Le RPC n'a pas voulu confirmer les informations du Wall Street Journal. Yahoo!, qui a lancé un processus de révision stratégique, a ouvert ses livres à au moins neuf firmes de capital privé potentiellement intéressées à racheter l'entreprise, selon les informations du quotidien.

Des analystes croient que Yahoo! pourrait se vendre entre 16$ et 18$US l'action, pour une valeur totale d'environ 20 milliards US.

Sur les réseaux sociaux, hier, bien des Canadiens se sont inquiétés de la perspective de voir leur pension aller vers Yahoo!, une entreprise qui a perdu près de 44% en Bourse depuis qu'elle a décliné une offre d'achat de Microsoft en 2008.

Sans commenter cette transaction en particulier, Jean-Pierre Talon, conseiller principal chez Mercer, note toutefois qu'il est courant de voir de grands fonds de retraite effectuer des placements privés dans toutes sortes de secteurs industriels.

«Il faut regarder ça dans la perspective de l'allocation totale des actifs.
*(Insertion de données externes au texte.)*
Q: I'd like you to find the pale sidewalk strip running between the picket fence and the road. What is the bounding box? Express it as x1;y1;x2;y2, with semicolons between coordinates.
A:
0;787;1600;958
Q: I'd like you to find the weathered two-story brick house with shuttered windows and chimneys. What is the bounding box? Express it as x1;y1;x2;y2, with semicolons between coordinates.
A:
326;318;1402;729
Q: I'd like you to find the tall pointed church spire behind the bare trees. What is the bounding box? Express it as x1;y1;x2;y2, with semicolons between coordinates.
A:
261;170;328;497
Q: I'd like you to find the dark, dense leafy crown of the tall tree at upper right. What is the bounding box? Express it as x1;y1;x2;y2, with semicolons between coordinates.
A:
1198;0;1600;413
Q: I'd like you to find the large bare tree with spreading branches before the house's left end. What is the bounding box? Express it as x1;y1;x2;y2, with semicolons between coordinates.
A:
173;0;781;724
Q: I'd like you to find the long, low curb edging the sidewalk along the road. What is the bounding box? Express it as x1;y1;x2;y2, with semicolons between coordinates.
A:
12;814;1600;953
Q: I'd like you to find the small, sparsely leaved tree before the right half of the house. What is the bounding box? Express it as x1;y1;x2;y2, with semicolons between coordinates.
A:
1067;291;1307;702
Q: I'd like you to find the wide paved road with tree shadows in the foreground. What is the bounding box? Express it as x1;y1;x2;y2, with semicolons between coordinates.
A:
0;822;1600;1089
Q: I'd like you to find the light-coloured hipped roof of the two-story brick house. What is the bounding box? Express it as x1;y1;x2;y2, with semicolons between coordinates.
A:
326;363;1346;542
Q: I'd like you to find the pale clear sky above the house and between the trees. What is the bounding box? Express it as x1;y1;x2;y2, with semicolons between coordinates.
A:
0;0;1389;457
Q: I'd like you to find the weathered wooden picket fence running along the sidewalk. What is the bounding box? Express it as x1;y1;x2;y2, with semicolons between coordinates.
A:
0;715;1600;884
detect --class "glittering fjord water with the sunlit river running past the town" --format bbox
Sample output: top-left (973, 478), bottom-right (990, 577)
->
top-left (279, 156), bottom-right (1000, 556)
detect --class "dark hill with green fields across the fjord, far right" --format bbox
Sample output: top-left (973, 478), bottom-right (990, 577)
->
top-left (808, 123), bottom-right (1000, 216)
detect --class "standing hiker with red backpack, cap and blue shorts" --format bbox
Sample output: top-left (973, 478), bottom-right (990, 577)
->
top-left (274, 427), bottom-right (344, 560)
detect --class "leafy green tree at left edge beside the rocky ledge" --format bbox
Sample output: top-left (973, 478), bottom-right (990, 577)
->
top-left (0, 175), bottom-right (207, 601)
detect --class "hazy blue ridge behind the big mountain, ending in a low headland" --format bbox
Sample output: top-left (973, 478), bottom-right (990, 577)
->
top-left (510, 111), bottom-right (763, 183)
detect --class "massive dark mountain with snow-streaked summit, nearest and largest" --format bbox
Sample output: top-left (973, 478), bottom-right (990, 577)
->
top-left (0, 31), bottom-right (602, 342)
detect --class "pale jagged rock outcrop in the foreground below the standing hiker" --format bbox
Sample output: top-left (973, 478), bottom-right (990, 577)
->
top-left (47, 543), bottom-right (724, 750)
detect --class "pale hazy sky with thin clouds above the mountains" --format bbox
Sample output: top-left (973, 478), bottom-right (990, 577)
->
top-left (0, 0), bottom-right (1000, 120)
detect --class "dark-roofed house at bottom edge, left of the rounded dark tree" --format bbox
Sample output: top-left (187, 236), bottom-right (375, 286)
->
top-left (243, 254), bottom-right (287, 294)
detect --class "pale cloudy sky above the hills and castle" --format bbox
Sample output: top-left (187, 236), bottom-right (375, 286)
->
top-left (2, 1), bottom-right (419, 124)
Les caisses qui ont moins de 500 millions, en général, ne sortent pas des sentiers battus, alors que celles qui ont plus de 500 millions investissent une grosse partie de leurs fonds dans le non-traditionnel comme les placements privés. On pense en fait qu'investir dans des placements alternatifs bien diversifiés vient réduire le risque», dit M. Talon.

Au 30 juin dernier, le Régime de pensions du Canada avait plus de 150 milliards sous gestion.

Jacques Bernier, associé principal de Teralys, un réservoir de capital-risque de 1,3 milliard, se réjouit quant à lui de voir des caisses de retraite considérer des investissements technologiques.

«C'est très positif de voir des fonds de pension canadiens prendre des positions dans des acteurs internationaux. Ça vient nourrir tout l'écosystème technologique. Honnêtement, quand ils ont fait Skype, je pensais que c'était une erreur, et regardez le résultat: ça a été un super coup», dit-il.

Iain Grant, du Seabord Group, croit que la transaction se défend.

«Yahoo! est en jeu, sans gouvernail et sans leadership. Ça pourrait donner à Microsoft la force de frappe sur l'internet qui lui fait défaut. Les 700 millions d'utilisateurs de Yahoo! combinés à Bing, Hotmail et Xbox formeraient un fort portefeuille de services internet», croit-il.

Yahoo!, par contre, a déjà repoussé Microsoft en 2008.

«Peut-être que l'alliance avec Silver Lake et le RPC sera suffisante pour diluer l'impression pernicieuse qui colle à Microsoft aux yeux du conseil de Yahoo!», suppose l'analyste.

Le titre de Yahoo! a gagné 24 cents US hier pour clôturer à 16,18$.